4

I am using the following piece of code to extract a date from a string:

try:
    my_date = datetime.strptime(input_date, "%Y-%m-%d").date()
except ValueError:
    my_date = None

If I run this 750,000 times, it takes 19.144 seconds (determined with cProfile). Now I replace this with the following (ugly) code:

a= 1000 * int(input_date[0])
b=  100 * int(input_date[1])
c=   10 * int(input_date[2])
d=    1 * int(input_date[3])
year = a+b+c+d

c=   10 * int(input_date[5])
d=    1 * int(input_date[6])
month = c+d

c=   10 * int(input_date[8])
d=    1 * int(input_date[9])
day = c+d

try:
    my_date = date(year, month, day)
except ValueError:
    my_date = None

If I run this 750,000 times, it only takes 5.946 seconds. However, I find the code really ugly. Is there another fast way to extract a date from a string, without using strptime?

Martijn Pieters
  • 1,048,767
  • 296
  • 4,058
  • 3,343
physicalattraction
  • 6,485
  • 10
  • 63
  • 122
  • Use `timeit` to do time trials, not `cProfile`. I am not saying that the cards will fall differently, but it'll certainly be more accurate. – Martijn Pieters Jul 08 '14 at 07:50
  • 1
    Why not e.g. `year = int(input_date[:4])`? What is the `try` guarding against - invalid formats may fail on the indexing. – jonrsharpe Jul 08 '14 at 07:51
  • @martijn: The reason I'musing cProfile: I need approximate results of all my methods, not just this one. – physicalattraction Jul 08 '14 at 07:58
  • @physicalattraction: but **in this post** you are talking about this one. If you want to run time trials to compare approaches to a single task, use `timeit`. – Martijn Pieters Jul 08 '14 at 08:01
  • 1
    @physicalattraction: and for the record: strptime is indeed slower (by about 2x) than your ugly approach, because it does much more validation on the input. It can handle months and days that are not zero-padded, for example. – Martijn Pieters Jul 08 '14 at 08:01
  • @jon: The year = int(input_date[:4]) is indeed a good tip, I am using it now. It even speeds it up more (to 3.3 seconds). I guess I have to place those commands within the try as well. – physicalattraction Jul 08 '14 at 08:02

1 Answers1

6

Yes, there are faster methods to parse a date than datetime.strptime(), if you forgo a lot of flexibility and validation. strptime() allows both numbers with and without zero-padding, and it only matches strings that use the right separators, whilst your 'ugly' version doesn't.

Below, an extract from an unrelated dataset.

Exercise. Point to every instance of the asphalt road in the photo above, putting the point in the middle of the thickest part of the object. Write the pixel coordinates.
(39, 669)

You should always use the timeit module for time trials, it is far more accurate than cProfile here.

Indeed, your 'ugly' approach is twice as fast as strptime():

>>> from datetime import date, datetime
>>> import timeit
>>> def ugly(input_date):
...     a= 1000 * int(input_date[0])
...     b=  100 * int(input_date[1])
...     c=   10 * int(input_date[2])
...     d=    1 * int(input_date[3])
...     year = a+b+c+d
...     c=   10 * int(input_date[5])
...     d=    1 * int(input_date[6])
...     month = c+d
...     c=   10 * int(input_date[8])
...     d=    1 * int(input_date[9])
...     day = c+d
...     try:
...         my_date = date(year, month, day)
...     except ValueError:
...         my_date = None
... 
>>> def strptime(input_date):
...     try:
...         my_date = datetime.strptime(input_date, "%Y-%m-%d").date()
...     except ValueError:
...         my_date = None
... 
>>> timeit.timeit('f("2014-07-08")', 'from __main__ import ugly as f')
4.21576189994812
>>> timeit.timeit('f("2014-07-08")', 'from __main__ import strptime as f')
9.873773097991943

Your approach can be improved upon though; you could use slicing:

>>> def slicing(input_date):
...     try:
...         year = int(input_date[:4])
...         month = int(input_date[5:7])
...         day = int(input_date[8:])
...         my_date = date(year, month, day)
...     except ValueError:
...         my_date = None
... 
>>> timeit.timeit('f("2014-07-08")', 'from __main__ import slicing as f')
1.7224829196929932

Now it is almost 6 times faster. I also moved the int() calls into the try - except to handle invalid input when converting strings to integers.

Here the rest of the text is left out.